Populating several columns based on free text columns

I have a large dataframe of drug overdoses. Several of the columns are drugs, and each row is a decedent. In each row, under each drug column, there might be a blank, a "c" or a "p", depending on whether the drug was absent, causative, or present respectively. To this dataframe, I wanted to add several new drug columns. They are in the code below.

MECData <- read.csv("mecDataAllYearsWide.csv")
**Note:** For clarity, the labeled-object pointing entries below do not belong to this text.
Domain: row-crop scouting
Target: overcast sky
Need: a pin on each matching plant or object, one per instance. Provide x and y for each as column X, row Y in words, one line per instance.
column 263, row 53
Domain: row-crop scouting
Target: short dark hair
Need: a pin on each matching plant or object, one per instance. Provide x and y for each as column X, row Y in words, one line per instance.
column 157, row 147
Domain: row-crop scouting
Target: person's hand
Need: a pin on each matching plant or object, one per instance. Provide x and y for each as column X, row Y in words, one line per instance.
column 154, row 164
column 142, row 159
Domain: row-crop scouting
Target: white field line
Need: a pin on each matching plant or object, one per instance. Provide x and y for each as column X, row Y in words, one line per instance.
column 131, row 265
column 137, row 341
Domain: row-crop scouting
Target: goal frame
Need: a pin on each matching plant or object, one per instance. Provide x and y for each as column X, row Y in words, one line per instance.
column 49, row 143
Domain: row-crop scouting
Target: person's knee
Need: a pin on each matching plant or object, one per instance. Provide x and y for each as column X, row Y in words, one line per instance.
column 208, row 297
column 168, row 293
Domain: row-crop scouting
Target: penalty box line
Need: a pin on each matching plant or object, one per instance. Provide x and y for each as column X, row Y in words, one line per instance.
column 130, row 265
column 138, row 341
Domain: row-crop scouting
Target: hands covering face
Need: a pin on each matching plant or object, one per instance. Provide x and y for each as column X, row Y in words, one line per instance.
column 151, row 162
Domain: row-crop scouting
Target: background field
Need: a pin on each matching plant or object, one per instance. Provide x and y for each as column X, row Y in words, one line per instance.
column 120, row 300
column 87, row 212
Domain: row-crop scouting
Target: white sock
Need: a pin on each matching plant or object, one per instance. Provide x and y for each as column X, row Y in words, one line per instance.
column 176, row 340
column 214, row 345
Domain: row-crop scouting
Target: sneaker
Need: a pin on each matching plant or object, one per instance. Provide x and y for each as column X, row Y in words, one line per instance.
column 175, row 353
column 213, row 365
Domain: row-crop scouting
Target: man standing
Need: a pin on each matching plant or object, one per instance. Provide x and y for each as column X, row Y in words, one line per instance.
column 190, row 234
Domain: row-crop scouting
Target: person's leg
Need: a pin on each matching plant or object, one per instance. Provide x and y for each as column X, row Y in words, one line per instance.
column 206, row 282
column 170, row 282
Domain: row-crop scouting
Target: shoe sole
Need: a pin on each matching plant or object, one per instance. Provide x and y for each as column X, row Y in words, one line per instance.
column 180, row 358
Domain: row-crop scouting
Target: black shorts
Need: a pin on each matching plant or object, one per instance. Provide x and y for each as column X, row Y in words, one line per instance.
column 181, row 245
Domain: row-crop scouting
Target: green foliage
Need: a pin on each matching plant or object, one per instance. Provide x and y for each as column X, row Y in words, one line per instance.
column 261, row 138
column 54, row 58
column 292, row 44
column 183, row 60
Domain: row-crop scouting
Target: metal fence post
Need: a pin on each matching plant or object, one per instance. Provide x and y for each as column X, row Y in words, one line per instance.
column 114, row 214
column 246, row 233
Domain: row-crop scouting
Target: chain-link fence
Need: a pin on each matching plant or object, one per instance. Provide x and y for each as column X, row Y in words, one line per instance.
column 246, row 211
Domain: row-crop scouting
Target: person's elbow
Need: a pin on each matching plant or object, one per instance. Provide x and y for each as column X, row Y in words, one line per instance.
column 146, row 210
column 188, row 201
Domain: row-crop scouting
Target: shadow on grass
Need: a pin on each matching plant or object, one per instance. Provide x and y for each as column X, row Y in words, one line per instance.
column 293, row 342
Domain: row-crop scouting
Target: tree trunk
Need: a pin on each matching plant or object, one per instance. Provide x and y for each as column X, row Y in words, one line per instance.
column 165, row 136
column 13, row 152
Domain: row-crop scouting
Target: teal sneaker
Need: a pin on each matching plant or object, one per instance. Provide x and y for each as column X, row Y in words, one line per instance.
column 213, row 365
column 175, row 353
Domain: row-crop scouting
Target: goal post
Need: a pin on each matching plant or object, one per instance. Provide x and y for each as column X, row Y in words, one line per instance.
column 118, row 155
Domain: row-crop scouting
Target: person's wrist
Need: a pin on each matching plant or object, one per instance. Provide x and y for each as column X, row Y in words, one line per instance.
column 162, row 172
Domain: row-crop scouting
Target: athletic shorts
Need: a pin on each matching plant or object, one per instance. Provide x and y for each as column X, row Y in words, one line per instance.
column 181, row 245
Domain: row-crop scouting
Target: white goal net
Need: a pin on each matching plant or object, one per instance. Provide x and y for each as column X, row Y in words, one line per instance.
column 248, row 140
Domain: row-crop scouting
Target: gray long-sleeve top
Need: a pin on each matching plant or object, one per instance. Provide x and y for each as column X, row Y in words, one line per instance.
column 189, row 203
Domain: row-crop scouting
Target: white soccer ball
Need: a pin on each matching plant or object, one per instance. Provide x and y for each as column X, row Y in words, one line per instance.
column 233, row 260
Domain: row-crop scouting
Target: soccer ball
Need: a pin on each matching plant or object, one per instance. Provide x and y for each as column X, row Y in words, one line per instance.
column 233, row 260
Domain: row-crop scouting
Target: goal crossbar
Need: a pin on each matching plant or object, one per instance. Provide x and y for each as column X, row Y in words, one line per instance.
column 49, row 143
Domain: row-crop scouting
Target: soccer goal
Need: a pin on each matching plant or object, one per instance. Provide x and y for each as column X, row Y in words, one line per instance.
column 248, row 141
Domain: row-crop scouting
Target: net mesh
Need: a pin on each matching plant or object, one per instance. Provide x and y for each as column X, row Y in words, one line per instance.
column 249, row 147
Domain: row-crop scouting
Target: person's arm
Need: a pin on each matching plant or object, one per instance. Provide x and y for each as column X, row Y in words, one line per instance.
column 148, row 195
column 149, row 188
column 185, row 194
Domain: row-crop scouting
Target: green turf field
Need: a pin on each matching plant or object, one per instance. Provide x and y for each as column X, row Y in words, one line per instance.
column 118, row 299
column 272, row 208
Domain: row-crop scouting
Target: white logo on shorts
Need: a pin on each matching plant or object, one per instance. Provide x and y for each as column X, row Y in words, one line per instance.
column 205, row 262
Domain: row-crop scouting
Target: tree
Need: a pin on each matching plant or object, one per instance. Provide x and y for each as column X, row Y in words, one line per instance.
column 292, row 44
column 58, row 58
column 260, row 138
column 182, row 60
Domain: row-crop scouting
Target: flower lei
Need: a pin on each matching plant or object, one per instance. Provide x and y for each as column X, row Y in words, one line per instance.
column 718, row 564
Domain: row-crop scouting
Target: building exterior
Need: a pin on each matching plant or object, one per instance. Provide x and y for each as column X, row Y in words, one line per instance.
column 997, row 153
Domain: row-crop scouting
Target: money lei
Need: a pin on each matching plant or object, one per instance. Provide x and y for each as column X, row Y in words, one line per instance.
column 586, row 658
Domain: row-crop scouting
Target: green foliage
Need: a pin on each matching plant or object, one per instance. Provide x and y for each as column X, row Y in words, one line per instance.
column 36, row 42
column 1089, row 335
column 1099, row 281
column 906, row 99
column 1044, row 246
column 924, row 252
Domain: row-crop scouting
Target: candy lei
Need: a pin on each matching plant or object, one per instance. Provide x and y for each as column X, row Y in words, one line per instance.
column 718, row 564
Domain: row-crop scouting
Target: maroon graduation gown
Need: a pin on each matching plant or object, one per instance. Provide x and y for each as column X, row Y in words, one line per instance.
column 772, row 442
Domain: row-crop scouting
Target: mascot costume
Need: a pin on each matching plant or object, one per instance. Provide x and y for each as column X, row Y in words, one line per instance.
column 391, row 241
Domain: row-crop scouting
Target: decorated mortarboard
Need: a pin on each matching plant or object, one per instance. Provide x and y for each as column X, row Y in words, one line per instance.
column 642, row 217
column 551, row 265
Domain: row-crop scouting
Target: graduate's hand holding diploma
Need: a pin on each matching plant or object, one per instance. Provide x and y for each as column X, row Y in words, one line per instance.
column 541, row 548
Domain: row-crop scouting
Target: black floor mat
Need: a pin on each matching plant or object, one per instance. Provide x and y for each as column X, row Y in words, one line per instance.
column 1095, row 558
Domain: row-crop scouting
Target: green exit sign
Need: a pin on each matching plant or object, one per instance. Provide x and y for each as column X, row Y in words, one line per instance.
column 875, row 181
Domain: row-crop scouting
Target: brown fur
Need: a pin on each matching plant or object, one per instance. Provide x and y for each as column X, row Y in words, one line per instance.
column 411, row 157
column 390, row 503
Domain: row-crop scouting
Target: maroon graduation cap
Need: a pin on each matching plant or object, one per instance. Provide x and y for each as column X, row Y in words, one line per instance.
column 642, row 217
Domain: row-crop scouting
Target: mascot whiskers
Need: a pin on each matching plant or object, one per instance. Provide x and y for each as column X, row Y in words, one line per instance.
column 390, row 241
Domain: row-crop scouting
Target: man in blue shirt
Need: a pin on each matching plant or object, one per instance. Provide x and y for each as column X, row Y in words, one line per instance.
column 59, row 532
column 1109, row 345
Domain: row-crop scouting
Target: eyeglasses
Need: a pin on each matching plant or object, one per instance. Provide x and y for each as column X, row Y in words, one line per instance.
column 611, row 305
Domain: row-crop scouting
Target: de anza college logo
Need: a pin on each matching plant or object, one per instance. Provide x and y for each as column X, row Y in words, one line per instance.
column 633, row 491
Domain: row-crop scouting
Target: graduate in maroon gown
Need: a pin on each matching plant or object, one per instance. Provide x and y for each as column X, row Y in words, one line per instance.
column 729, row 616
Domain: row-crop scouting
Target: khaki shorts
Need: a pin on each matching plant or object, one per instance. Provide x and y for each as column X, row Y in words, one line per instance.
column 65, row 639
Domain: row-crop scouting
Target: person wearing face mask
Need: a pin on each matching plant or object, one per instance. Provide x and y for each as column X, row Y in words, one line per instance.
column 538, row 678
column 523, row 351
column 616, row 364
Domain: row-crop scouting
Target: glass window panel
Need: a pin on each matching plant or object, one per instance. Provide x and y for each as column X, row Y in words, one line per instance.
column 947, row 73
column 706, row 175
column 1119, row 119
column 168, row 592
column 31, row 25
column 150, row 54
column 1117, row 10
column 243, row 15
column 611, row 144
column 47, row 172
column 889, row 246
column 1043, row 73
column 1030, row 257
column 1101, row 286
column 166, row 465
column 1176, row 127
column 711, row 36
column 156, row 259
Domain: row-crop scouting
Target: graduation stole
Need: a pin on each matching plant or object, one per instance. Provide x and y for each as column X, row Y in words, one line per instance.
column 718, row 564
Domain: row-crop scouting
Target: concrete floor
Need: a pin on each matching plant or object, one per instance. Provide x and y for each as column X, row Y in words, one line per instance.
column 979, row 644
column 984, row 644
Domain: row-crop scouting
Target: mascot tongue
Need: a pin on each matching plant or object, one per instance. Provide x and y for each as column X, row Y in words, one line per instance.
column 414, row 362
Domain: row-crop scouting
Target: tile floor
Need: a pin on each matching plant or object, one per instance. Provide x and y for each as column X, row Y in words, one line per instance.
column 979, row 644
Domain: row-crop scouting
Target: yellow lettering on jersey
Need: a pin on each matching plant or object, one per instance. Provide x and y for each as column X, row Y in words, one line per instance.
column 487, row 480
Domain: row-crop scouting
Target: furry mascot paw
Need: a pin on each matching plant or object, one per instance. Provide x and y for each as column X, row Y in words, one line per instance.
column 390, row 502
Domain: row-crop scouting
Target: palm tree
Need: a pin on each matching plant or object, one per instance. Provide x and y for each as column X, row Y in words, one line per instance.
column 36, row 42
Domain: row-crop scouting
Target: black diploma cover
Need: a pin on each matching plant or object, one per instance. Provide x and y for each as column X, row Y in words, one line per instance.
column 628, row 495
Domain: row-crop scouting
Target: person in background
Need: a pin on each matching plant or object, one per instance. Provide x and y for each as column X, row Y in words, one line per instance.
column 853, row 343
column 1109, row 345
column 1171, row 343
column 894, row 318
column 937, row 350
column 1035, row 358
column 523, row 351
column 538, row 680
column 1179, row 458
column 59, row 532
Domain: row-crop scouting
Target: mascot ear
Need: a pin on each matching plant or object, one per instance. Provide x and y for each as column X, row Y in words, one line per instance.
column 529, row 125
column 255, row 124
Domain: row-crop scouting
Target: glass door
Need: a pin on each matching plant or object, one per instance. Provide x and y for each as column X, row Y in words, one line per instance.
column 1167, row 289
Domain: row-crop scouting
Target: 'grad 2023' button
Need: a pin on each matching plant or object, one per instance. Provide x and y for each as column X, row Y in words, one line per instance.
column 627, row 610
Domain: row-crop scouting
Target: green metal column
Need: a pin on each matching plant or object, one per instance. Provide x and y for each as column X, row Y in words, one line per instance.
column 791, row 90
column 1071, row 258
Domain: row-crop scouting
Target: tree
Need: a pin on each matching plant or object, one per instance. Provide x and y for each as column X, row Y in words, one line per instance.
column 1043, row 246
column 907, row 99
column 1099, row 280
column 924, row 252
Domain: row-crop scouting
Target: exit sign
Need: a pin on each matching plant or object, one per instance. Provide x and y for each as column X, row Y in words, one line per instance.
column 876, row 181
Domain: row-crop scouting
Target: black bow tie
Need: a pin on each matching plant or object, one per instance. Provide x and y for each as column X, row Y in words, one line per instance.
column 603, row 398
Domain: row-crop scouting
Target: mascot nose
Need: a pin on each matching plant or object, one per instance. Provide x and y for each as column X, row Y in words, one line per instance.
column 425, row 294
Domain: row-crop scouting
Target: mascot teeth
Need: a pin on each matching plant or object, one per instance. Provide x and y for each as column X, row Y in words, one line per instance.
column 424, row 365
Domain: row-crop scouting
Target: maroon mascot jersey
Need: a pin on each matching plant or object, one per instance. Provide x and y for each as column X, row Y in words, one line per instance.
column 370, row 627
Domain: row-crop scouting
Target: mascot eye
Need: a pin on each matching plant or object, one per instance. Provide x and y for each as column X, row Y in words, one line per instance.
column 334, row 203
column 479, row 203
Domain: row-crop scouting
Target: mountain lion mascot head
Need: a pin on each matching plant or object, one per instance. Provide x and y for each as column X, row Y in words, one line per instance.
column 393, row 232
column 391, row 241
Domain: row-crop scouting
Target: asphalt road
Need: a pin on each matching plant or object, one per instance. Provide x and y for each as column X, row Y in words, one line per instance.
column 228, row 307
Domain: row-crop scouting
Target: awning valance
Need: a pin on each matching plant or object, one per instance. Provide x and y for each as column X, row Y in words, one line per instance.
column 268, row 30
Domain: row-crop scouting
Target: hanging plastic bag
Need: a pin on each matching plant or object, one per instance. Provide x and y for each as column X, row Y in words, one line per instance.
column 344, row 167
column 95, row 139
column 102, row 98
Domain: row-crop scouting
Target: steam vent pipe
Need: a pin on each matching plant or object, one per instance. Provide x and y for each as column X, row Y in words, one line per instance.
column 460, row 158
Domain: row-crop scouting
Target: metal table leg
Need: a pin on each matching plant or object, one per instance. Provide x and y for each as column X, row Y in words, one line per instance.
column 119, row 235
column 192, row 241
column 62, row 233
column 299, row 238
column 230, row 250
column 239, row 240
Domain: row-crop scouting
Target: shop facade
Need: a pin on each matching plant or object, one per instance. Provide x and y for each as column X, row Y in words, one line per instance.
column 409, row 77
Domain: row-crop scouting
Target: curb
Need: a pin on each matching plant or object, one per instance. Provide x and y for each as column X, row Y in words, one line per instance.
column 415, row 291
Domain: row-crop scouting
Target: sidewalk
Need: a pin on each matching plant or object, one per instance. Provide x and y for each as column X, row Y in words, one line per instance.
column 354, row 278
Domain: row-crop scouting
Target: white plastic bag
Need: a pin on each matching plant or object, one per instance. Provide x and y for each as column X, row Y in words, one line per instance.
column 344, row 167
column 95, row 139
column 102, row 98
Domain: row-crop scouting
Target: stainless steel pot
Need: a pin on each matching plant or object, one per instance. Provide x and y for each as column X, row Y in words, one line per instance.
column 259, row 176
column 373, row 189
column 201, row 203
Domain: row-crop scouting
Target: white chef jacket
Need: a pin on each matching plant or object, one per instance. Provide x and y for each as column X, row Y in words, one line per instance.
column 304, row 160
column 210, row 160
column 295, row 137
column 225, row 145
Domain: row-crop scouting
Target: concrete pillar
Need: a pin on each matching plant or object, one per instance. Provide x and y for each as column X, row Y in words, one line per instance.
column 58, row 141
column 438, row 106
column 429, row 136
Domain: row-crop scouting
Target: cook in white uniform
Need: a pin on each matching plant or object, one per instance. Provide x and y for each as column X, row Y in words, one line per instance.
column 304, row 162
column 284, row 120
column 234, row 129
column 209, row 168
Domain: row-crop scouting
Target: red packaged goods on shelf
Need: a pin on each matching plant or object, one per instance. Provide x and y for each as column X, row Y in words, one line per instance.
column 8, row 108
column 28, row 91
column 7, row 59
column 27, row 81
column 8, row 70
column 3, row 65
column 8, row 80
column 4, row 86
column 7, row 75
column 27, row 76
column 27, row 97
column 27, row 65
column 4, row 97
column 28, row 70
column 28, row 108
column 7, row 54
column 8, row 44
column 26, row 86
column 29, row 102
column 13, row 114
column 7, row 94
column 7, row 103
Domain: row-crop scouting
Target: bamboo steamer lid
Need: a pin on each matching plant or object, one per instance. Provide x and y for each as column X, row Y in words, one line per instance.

#Creating a list which will have all the columns
#Columns will be 4-ANPP, N‐Ethylpentylone, Alpha‐PVP, Alpha PHOP/Alpha PiHP, N‐butyl pentylone N,N‐dimethylpentylone
# Pentylone, Butylone, Methylone, Eutylone, Ethylone, Acetyl Fentanyl, Carefentanil, Fluorobutyryl / Fluoroisobutyryl Fentanyl
#Flourofentanyl, Furanyl Fentanyl, Methoxyacetyl Fentanyl

#First, I create a list with those names
new_column_names <- c(
  '4-ANPP',
  'N‐Ethylpentylone',
  'Alpha‐PVP',
  'Alpha PHOP/Alpha PiHP',
  'N‐butyl pentylone',
  'N,N‐dimethylpentylone',
  'Pentylone',
  'Butylone',
  'Methylone',
  'Eutylone',
  'Ethylone',
  'Acetyl Fentanyl',
  'Carefentanil',
  'Fluorobutyryl / Fluoroisobutyryl Fentanyl',
  'Flourofentanyl',
  'Furanyl Fentanyl',
  'Methoxyacetyl Fentanyl'
)

#Next, I add those using the dyplyr library. Setting them to "NA"
library(dplyr)

What I want to do is populate the columns with "Ps" based on whether the column header names appear in two free text columns, titled "Analytes" and "Cause.of.Death". So, for example, if "4-ANPP" is found in the free text of the Analytes OR cause of death column, I would want a "P" in the 4-ANPP column in the same row where that 4-ANPP free text entry is found. Same with all the other drugs in the new_column_names list.

Below is the datasheet I used via dput. Note that these are only the first few rows of data, as the sheet is huge!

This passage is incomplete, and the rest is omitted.